Data protection legislation covers everyone about whom you keep personal data. This includes employees, volunteers, service users, members, supporters and donors.

Data protection requirements after the UK leave the EU

The UK left the EU on 31 December 2020. At 11.00pm on this date the UK GDPR replaced the existing EU GDPR. This is the same as the EU GDPR in all material respects.

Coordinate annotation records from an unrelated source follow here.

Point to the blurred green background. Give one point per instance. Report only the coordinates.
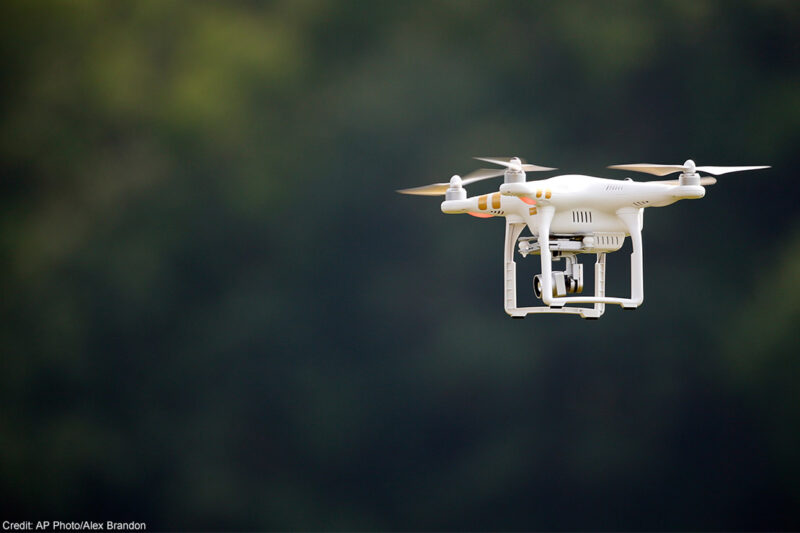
(216, 313)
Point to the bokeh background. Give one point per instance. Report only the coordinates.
(217, 314)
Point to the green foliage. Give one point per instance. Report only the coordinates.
(216, 313)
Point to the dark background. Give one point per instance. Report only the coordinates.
(216, 313)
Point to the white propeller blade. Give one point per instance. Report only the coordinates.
(663, 170)
(706, 180)
(438, 189)
(514, 163)
(724, 170)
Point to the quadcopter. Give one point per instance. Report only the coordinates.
(567, 216)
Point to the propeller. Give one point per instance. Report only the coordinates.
(514, 164)
(705, 180)
(438, 189)
(687, 168)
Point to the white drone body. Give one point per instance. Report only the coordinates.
(570, 215)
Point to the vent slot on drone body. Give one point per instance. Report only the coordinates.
(582, 217)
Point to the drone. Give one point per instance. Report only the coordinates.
(567, 216)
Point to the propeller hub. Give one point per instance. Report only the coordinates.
(455, 191)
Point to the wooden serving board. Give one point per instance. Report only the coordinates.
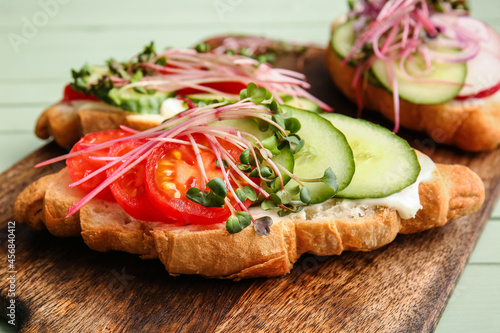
(62, 286)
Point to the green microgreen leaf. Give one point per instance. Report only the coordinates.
(269, 96)
(271, 143)
(194, 194)
(247, 158)
(245, 193)
(245, 167)
(278, 119)
(140, 90)
(210, 199)
(275, 184)
(136, 77)
(256, 94)
(305, 196)
(275, 107)
(241, 194)
(218, 186)
(330, 179)
(263, 125)
(262, 225)
(284, 197)
(162, 61)
(268, 204)
(213, 198)
(292, 125)
(233, 226)
(289, 210)
(224, 163)
(243, 94)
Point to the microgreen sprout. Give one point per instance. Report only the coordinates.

Differences between the two are only reflected by the changes required to make it work in a UK only context.

As of 1 January 2021, the UK GDPR together with the amended Data Protection Act 2018 and the Privacy and Electronic Communications Regulation will make up the personal data protection legislation in the UK.

Being outside Europe will impact data protection matters in the UK in different ways.  For further information watch the Information Commissioner’s Office (ICO) webinar on ‘Keep data flow at the end of the UK’s transition out of the EU’ (broadcast 3 December 2020)

Who are the ICO?

The Information Commissioner’s Office (ICO) is the regulator for data protection and privacy law. Their website is an excellent source of information and support and includes:

an extensive index of specific guidance on a broad range of related topics like marketing, CCTV, data deletion, and filing systems.